Refer to `docs/architecture.md` for a deep dive into each component and how they interact.
## Configuration
`FetcherConfig` centralizes every runtime parameter. Build it via `FetcherConfig::builder()` (or call `FetcherConfig::new(FetcherConfigParams { .. })` if you already have concrete values) to benefit from validation and sensible defaults. The struct’s fields are intentionally private so every instance is validated before it is used.

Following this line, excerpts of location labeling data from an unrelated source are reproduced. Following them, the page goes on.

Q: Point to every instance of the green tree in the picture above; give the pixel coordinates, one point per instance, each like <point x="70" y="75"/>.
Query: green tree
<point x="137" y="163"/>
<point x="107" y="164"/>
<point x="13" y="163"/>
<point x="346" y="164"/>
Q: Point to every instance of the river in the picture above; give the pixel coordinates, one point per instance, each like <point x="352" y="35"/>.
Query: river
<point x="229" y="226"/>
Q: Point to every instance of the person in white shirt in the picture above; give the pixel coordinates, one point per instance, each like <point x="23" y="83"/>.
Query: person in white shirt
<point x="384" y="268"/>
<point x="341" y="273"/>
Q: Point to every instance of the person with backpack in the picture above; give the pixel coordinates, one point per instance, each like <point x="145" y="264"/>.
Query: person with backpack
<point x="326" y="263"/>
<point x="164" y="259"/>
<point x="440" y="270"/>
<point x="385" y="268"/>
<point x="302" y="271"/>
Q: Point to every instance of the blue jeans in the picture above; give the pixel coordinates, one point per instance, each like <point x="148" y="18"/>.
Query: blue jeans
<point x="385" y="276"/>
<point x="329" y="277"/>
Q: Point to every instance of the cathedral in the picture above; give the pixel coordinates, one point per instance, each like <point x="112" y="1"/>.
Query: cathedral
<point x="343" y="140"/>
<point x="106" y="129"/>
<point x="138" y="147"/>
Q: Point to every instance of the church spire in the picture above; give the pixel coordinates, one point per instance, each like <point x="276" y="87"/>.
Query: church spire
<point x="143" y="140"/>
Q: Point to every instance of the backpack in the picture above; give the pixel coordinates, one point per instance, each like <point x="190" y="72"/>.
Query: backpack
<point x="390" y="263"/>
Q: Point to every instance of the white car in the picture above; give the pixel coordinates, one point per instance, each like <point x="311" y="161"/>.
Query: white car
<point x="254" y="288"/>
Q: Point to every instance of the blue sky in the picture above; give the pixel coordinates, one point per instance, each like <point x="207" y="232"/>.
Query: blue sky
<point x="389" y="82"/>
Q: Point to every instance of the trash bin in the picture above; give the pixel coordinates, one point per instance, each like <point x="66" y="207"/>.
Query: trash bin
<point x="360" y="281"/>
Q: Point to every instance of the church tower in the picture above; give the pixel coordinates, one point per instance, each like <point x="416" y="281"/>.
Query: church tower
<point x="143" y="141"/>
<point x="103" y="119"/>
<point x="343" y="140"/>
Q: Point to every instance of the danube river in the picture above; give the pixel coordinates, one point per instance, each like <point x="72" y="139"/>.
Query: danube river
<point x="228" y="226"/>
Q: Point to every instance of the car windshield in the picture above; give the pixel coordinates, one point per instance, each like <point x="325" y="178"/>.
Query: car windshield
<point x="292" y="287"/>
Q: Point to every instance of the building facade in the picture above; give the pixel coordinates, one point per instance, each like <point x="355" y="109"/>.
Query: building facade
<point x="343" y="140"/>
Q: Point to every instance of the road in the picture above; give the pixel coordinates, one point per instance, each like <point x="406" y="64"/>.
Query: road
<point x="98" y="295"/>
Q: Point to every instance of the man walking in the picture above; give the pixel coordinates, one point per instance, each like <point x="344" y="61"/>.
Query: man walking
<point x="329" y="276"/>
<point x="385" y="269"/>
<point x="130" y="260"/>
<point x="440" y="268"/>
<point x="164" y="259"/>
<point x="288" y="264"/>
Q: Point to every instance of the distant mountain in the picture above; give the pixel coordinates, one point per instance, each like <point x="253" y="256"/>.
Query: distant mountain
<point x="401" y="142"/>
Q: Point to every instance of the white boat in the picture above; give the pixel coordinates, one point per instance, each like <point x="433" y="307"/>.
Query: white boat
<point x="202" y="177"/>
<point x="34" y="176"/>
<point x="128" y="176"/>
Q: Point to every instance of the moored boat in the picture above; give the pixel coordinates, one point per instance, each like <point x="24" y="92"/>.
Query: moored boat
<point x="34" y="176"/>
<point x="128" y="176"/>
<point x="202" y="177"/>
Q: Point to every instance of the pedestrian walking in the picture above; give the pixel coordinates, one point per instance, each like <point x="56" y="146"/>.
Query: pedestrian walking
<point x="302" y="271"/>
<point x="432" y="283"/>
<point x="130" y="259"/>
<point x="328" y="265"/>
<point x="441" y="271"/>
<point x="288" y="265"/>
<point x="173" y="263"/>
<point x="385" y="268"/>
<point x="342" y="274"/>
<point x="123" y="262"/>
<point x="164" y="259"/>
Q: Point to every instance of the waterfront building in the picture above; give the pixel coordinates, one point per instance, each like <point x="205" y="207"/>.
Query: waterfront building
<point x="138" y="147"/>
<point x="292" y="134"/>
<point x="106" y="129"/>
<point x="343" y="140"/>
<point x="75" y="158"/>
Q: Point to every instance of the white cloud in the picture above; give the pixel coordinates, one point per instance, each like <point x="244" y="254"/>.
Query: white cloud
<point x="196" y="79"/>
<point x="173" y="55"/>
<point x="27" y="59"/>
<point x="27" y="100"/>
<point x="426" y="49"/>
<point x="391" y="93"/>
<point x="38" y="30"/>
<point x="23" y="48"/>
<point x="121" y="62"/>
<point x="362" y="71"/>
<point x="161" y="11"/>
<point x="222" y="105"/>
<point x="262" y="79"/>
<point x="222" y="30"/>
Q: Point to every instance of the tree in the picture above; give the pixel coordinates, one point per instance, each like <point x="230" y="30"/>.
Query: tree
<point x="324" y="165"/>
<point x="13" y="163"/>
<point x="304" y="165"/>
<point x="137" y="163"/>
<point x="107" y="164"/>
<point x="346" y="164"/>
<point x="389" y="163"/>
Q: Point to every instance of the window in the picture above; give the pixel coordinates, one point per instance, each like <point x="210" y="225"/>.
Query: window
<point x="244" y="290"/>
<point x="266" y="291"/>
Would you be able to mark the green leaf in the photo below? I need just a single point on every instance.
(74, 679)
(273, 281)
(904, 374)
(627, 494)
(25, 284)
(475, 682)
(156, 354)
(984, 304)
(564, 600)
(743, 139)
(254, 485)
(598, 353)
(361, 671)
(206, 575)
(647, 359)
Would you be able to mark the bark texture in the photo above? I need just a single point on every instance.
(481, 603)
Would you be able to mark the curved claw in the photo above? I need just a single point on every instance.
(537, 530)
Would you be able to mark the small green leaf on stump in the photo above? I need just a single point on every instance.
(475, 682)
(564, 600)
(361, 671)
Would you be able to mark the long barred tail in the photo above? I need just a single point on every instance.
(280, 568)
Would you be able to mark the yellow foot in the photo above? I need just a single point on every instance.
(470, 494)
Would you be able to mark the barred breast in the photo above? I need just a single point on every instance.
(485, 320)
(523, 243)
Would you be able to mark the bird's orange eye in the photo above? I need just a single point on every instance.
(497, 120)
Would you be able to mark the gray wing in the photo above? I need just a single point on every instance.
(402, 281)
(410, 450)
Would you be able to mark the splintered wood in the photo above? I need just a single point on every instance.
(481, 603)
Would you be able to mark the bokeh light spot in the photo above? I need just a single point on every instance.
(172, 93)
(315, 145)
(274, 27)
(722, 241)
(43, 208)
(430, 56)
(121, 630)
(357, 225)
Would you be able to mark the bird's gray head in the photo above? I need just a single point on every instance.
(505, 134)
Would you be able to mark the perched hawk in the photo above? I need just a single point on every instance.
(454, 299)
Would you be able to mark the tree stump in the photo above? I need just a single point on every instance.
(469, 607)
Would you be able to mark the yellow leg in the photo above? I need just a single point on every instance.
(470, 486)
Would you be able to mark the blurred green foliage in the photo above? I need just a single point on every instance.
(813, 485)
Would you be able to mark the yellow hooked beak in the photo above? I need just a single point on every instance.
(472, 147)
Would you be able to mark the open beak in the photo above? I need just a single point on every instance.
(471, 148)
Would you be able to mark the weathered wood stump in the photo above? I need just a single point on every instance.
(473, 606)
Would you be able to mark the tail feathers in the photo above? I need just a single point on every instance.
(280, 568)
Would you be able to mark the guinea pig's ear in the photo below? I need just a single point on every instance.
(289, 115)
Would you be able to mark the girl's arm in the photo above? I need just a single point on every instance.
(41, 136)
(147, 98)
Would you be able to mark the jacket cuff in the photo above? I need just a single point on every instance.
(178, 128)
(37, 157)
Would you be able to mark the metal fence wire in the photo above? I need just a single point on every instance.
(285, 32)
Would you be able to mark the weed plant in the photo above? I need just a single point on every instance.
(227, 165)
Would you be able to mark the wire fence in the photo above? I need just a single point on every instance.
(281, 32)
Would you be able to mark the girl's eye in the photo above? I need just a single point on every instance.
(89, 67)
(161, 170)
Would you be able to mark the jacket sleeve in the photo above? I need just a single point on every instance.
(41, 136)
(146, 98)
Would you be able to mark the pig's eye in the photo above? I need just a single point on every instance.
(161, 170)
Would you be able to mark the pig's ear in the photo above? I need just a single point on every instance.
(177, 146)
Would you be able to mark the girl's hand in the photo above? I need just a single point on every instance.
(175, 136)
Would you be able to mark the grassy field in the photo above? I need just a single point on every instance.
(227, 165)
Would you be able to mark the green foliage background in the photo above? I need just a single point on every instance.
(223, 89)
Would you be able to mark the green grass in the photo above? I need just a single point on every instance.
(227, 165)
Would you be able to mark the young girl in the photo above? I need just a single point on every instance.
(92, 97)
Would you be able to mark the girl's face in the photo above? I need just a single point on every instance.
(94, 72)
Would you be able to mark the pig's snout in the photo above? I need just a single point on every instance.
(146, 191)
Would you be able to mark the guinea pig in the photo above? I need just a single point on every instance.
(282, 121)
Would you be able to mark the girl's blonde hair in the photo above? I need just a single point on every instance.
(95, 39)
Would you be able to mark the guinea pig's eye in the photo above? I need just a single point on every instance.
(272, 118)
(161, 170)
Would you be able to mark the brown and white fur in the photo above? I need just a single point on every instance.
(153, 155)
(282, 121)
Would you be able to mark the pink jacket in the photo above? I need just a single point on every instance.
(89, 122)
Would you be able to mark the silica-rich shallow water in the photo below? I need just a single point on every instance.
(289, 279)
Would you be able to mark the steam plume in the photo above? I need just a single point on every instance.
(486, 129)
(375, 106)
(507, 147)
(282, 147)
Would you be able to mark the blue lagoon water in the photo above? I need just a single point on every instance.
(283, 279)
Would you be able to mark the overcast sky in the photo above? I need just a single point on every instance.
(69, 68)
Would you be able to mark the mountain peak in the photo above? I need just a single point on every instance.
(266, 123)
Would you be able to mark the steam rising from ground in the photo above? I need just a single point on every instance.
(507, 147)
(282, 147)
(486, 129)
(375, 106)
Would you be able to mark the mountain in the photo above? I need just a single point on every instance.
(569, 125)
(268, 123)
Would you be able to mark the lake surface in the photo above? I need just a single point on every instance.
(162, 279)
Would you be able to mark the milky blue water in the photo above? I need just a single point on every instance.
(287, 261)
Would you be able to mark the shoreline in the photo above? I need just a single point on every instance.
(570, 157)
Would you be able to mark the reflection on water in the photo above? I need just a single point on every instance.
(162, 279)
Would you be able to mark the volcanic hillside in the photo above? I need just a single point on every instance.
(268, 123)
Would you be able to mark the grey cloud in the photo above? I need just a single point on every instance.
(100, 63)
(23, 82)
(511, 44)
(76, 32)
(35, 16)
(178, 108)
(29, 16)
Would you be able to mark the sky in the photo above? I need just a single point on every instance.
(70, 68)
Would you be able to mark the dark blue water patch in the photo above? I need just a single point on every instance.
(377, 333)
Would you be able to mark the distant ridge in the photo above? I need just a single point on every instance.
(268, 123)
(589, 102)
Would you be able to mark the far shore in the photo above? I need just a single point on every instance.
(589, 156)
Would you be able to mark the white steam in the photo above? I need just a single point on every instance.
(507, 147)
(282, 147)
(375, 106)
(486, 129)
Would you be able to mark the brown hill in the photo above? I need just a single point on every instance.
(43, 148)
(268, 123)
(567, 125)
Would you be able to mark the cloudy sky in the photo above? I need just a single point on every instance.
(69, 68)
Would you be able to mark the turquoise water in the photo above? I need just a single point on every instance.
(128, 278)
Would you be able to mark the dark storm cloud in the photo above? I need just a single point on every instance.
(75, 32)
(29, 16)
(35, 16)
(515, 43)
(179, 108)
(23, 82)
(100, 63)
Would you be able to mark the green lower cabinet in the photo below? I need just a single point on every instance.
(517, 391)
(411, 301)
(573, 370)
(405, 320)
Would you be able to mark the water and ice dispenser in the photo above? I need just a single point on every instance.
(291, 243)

| Field | Description | Notes |
| --- | --- | --- |
| `rpc_url` | Full HTTP URL of the Bitcoin Core JSON-RPC endpoint. | Must start with `http://` or `https://`. |
| `rpc_user` / `rpc_password` | RPC credentials. | Required; empty strings are rejected. |
| `thread_count` | Number of worker tasks fetching blocks. | Must be ≥ 1; also influences stride between heights. |
| `max_batch_size_mb` | Target megabytes per batch before workers increase/decrease the block count. | Controls throughput vs. memory pressure. |
| `reorg_window_size` | Size of the sliding window (in blocks) used to detect and roll back chain reorganizations. | Choose ≥ the maximum depth you want to tolerate. |
| `queue_max_size_mb` | Maximum megabytes of queued `PreProcessedBlock` data allowed in the ordered queue. | Defaults to 200 MB; workers block when the byte budget is exhausted (backpressure). |
| `start_height` | First height to request when the pipeline starts. | Required; Protoblock always restarts from this height. |
| `rpc_timeout` | Per-RPC timeout duration. | Defaults to 10 seconds if unset. |
| `metrics_interval` | Interval between telemetry snapshots logged to `protoblock::metrics`. | Defaults to 5 seconds; tune to align with your logging/observability cadence. |
| `tip_idle_backoff` | How long workers wait before retrying when they reach the tip or receive `HeightOutOfRange`. | Defaults to 10 seconds; lower values poll for new blocks more aggressively at the cost of extra RPC chatter. |
| `tip_refresh_interval` | Frequency of background `getblockcount` polling performed by the tip tracker. | Defaults to 10 seconds; lower values update the shared tip cache faster without affecting worker idle backoff. |
| `rpc_max_request_body_bytes` | Maximum JSON-RPC HTTP request body size permitted by the client. | Defaults to 10 MB (jsonrpsee default); set this to match your node/frontend proxy limits. |
| `rpc_max_response_body_bytes` | Maximum JSON-RPC HTTP response body size permitted by the client. | Defaults to 10 MB; workers proactively split batches so responses remain under this ceiling. |
Tips:
- Replace any `FetcherConfig { .. }` literals with `FetcherConfig::builder()` or `FetcherConfig::new(FetcherConfigParams { .. })`; direct struct construction is no longer supported.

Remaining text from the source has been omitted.